Rolfe Arnold Scott-James (birth registered as Rolfe Arnold S James, 21 December 1878 – 3 November 1959) was a British journalist, editor and literary critic. He is often cited as one of the first people to use the word "modernism" in his 1908 book Modernism and Romance, in which he writes, "there are characteristics of modern life in general which can only be summed up, as Mr. Thomas Hardy and others have summed them up, by the word, modernism" (p. ix).

==Biography==
Scott-James was educated under the surname James at Brasenose College, Oxford, and graduated in 1901. The Dictionary of National Biography states that Scott-James "possessed a strongly developed social conscience: this manifested itself at many different points in his career in activities which, if distinct from his literary gifts, at the same time enriched them" (872). His surname was recorded as James at the time of his marriage on 26 November 1905 to Violet Eleonor Brooks. His daughter, Violet Marie Livia born in July 1906 was registered with the surname Scott-James, as were subsequent children. In 1914, Scott-James, then a close friend of Wyndham Lewis, became the editor of the New Weekly, which did not survive the outbreak of war later that year. During the war, Scott-James enlisted in the Royal Garrison Artillery and fought in France, and by the end of the war he had risen to the rank of Captain and in 1918 was awarded the Military Cross.
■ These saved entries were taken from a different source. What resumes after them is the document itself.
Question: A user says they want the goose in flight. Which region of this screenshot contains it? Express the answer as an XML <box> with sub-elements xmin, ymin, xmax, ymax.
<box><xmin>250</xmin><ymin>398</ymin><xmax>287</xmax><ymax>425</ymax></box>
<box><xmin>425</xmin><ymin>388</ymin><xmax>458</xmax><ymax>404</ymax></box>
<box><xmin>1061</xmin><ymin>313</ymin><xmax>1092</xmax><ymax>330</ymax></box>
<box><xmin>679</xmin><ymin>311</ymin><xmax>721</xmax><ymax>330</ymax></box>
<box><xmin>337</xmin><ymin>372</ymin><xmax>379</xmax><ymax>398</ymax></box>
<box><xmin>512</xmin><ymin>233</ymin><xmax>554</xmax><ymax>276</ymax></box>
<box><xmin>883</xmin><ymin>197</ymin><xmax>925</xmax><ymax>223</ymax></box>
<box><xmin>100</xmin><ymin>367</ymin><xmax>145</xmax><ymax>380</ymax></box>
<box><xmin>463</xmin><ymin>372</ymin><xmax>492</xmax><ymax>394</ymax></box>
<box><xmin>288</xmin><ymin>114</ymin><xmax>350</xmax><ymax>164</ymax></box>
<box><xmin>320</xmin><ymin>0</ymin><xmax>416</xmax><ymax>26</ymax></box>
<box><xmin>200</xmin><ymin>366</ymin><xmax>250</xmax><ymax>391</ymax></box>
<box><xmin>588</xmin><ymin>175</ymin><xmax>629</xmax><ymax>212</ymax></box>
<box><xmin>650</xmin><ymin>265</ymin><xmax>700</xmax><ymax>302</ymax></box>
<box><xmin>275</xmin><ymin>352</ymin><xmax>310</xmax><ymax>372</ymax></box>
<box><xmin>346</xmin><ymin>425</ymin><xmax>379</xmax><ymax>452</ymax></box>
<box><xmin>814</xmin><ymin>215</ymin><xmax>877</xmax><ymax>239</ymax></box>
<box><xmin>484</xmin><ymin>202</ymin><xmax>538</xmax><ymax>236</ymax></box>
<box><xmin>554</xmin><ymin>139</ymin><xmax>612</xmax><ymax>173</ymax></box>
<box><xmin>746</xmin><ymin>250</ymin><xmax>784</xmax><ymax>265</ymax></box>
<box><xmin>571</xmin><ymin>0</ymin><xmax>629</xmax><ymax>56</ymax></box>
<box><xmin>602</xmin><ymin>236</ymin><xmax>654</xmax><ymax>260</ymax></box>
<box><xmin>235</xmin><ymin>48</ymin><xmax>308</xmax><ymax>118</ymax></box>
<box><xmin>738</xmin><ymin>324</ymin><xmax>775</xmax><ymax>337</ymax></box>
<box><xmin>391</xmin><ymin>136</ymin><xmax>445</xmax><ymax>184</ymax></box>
In 1934, Scott-James took over the editorship of the influential magazine, the London Mercury from J. C. Squire, in which he published many canonically recognized authors of modernism. The last issue of the London Mercury in April 1939 contained W. H. Auden's "In Memory of W. B. Yeats."

In 1955 he was made an Officer of the Order of the British Empire.

His daughter Anne Scott-James also became a prominent journalist. The military historian Max Hastings is his grandson.

==Editorships and literary positions==
- Literary editor, Daily News, London (1902–1912)
- New Weekly, London (1914)
- Lead-Writer, the Daily Chronicle, London (1919–1930)
- Assistant editor, the Spectator, London (1933-1935; 1939-1945)
- London Mercury, London (1934–1939)
- Britain To-day (1940–1954)

==Bibliography==
- 1908: Modernism and Romance. New York and London: John Lane
- 1910: An Englishman in Ireland: Impressions of a Journey in a Canoe by River, Lough and Canal
- 1913: The Influence of the Press
- 1913: Personality in Literature
- 1928: The Making of Literature: Some Principles of Criticism Examined in the Light of Ancient and Modern Theory. New York: Holt and Company
- 1947: The Day Before Yesterday London: Frederick Muller Ltd.